He cautions, "Thus theonomists will not necessarily agree with each other's every interpretation and ethical conclusion. For instance, many (like myself) do not affirm R.J. Rushdoony's view of the dietery laws, Gary North's view of home mortgages, James Jordan's stance on automatic infant communion... or David Chilton's attitudes toward bribery and 'ripping off' the unbeliever. Nevertheless, all share the basic perspective reflected in the above ten propositions." (Pg. xix)
He admits, "Jesus did NOT broach the subject of the Older Testament's punishment for adultery and then express personal disapproval... He repudiated the Pharisees, not the law. Hence it is totally unwarranted to maintain that Christ expressly abrogated the law's penal sanction against adultery." (Pg. 110) He asserts, "The fact that adultery is contained in the larger class of crimes, fornication, does not imply even remotely that Christ abrogated the penal sanction against adultery." (Pg. 112)
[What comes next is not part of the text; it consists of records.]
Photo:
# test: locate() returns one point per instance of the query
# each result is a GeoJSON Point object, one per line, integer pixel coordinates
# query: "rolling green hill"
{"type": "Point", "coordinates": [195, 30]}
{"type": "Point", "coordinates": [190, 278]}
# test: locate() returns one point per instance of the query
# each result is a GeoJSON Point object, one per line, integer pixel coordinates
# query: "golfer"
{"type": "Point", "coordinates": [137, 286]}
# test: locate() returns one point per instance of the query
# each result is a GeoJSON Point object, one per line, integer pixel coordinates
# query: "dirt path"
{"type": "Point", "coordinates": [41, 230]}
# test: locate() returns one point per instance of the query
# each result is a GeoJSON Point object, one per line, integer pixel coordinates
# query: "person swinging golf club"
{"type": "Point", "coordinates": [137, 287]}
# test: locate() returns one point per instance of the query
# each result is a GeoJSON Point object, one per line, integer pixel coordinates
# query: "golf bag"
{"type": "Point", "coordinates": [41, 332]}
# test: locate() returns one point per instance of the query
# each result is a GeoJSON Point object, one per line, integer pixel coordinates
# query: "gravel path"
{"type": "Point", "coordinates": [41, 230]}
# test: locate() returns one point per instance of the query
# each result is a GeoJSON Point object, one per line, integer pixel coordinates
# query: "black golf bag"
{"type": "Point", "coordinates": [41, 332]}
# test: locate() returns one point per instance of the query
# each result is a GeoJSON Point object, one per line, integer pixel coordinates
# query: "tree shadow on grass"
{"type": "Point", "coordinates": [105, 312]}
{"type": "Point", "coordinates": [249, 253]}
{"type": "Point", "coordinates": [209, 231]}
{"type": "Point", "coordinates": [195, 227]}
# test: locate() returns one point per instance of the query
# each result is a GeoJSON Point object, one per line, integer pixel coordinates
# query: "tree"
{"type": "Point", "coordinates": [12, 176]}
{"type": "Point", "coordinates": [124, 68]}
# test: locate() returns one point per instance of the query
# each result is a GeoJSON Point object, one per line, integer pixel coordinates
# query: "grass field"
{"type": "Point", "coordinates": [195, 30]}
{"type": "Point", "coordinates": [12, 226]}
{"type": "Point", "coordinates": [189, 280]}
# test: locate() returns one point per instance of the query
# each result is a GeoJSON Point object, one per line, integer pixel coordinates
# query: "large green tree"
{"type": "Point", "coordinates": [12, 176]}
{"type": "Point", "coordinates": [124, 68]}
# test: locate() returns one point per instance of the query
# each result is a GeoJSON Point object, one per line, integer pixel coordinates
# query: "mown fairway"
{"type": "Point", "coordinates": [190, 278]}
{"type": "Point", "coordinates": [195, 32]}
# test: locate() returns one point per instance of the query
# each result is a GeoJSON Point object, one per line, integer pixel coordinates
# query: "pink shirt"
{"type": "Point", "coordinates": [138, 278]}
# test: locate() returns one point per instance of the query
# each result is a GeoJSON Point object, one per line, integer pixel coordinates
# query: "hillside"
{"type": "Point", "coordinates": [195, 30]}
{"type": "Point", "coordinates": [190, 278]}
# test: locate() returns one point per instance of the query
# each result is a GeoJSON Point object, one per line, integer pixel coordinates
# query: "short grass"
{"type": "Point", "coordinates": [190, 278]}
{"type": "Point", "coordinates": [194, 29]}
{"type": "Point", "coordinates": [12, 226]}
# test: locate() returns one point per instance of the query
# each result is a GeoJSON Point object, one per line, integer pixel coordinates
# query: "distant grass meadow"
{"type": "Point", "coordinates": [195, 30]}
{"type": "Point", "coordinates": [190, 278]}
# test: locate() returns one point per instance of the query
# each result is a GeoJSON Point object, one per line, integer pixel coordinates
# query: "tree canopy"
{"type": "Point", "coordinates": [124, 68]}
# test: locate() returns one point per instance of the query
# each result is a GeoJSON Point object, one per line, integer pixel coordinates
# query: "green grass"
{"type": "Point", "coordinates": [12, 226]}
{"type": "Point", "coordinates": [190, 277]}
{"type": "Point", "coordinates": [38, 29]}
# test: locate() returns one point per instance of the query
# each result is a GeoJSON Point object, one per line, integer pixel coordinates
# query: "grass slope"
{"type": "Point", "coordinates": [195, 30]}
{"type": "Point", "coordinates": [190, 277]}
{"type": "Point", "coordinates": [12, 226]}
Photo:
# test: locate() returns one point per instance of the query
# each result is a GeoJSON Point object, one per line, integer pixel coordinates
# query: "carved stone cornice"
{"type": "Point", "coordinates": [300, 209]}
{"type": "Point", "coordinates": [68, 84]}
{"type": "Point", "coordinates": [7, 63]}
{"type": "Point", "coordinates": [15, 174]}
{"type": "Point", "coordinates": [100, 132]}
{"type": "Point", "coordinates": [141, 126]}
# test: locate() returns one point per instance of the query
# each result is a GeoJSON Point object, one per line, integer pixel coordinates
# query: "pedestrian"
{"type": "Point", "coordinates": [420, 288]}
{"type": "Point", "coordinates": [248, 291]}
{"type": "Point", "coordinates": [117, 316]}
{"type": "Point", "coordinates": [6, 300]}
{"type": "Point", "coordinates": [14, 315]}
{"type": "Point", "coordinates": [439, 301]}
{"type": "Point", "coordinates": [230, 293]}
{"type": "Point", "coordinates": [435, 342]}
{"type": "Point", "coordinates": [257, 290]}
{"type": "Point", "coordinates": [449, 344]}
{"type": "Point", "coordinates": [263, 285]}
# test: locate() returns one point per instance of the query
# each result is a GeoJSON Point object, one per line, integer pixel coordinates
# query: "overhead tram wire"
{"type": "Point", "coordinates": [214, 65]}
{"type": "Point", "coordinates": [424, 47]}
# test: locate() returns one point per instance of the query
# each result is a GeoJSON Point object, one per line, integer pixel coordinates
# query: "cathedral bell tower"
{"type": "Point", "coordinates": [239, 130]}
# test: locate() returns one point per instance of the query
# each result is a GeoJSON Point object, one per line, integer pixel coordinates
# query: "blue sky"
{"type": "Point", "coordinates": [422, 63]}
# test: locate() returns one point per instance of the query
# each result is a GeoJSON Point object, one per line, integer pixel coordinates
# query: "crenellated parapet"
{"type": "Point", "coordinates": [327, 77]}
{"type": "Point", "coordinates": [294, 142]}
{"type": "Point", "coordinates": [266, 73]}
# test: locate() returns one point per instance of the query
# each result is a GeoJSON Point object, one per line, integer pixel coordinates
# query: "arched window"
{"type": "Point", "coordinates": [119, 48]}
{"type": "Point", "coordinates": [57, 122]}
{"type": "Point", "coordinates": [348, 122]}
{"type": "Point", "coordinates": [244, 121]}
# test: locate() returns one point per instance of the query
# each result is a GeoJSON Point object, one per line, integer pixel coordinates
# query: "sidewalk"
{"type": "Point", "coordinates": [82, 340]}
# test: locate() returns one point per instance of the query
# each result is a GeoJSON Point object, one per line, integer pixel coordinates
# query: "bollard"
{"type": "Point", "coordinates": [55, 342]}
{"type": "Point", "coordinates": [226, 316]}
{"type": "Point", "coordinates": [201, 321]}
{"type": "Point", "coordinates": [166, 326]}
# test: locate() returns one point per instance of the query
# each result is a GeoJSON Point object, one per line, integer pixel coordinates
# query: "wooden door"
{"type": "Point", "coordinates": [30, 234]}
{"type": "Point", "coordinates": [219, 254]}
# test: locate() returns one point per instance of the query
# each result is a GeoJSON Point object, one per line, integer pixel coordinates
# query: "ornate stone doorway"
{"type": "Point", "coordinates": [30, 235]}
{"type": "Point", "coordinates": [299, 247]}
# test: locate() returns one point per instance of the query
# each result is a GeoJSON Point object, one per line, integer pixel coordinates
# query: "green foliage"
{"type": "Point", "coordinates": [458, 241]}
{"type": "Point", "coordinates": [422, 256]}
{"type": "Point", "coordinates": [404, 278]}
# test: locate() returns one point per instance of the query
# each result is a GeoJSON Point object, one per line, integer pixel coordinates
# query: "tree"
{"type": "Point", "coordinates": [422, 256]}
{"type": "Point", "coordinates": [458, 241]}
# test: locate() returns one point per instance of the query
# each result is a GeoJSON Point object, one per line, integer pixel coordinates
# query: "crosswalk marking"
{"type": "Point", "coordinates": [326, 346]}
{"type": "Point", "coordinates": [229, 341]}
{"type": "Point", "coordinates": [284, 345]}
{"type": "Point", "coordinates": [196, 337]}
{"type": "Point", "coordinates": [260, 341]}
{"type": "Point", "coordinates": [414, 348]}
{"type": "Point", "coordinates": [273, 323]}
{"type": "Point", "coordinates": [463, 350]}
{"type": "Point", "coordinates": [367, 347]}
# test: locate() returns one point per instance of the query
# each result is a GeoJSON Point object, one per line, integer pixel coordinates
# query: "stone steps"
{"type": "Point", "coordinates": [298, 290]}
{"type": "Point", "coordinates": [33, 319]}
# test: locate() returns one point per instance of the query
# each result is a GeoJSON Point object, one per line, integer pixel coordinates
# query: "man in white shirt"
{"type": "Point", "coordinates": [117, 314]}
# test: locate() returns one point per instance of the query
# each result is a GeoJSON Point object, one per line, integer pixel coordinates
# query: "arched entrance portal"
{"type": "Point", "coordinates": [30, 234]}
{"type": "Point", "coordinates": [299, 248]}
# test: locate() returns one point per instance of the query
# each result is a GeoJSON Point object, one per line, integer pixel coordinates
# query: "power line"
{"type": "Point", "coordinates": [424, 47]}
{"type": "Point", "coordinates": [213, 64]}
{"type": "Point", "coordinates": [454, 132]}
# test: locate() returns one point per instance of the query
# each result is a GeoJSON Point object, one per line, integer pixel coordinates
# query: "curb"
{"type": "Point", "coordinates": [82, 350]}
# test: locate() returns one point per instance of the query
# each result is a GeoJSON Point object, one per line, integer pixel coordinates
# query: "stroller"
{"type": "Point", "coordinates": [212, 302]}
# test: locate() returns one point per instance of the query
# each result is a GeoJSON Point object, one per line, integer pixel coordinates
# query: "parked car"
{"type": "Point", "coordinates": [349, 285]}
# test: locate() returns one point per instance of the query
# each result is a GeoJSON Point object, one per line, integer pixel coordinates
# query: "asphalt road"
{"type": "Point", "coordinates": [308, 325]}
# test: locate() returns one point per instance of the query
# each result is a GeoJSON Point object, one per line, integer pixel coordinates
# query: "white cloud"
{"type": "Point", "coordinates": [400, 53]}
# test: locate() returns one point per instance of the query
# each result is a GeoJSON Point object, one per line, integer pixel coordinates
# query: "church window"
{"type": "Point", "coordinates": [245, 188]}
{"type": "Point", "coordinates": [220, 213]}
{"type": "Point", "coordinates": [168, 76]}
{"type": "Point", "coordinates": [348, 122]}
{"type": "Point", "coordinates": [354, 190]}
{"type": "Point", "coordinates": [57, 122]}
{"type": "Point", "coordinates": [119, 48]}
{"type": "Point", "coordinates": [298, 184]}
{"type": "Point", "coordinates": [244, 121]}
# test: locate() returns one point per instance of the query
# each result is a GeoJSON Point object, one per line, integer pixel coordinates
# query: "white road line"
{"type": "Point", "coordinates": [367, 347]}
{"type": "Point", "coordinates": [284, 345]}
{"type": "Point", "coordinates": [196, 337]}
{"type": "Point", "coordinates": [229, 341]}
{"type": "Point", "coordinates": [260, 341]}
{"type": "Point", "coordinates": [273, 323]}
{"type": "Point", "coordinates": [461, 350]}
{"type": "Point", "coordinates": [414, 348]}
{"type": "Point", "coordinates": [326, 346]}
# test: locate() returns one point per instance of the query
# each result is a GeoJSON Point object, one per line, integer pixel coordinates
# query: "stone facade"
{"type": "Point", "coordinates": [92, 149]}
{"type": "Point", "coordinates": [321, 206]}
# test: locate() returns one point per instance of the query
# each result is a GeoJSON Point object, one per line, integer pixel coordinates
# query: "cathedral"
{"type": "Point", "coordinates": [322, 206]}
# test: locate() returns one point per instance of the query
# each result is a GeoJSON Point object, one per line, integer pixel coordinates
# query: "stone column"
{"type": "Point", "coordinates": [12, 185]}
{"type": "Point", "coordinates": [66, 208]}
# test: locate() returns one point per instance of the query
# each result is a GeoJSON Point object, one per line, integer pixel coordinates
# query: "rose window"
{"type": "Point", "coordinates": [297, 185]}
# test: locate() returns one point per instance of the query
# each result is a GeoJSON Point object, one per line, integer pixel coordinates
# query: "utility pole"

He insists, "Theonomy must be CENTRAL in Christian ethics... we do not demand autonomous justification for God's commandments... Theonomy, and theonomy alone, must be the standard for Christian ethics. The sole Law-giver and Judge is God." (Pg. 305) He argues, "Those who propose the abolition of the death penalty ... should also carry out the logic of their position: if the gravest punishment (death) is abolished, HOW MUCH MORE the lesser penalties! The result would have to be NO punishments at all. Thus, the magistrate could no more impose a traffic fine upon someone for speeding than he could execute someone for murder!" (Pg. 447)
He concludes, "While many specific questions need to be answered in particular situations, the basic or fundamental principle of social morality and state responsibility has been answered... Our categorical assumption must be that of continuity with Older Testament morality." (Pg. 470-471)
Obviously a highly controversial book, it is also a very IMPORTANT one, and is "must reading" by persons on all sides of this debate.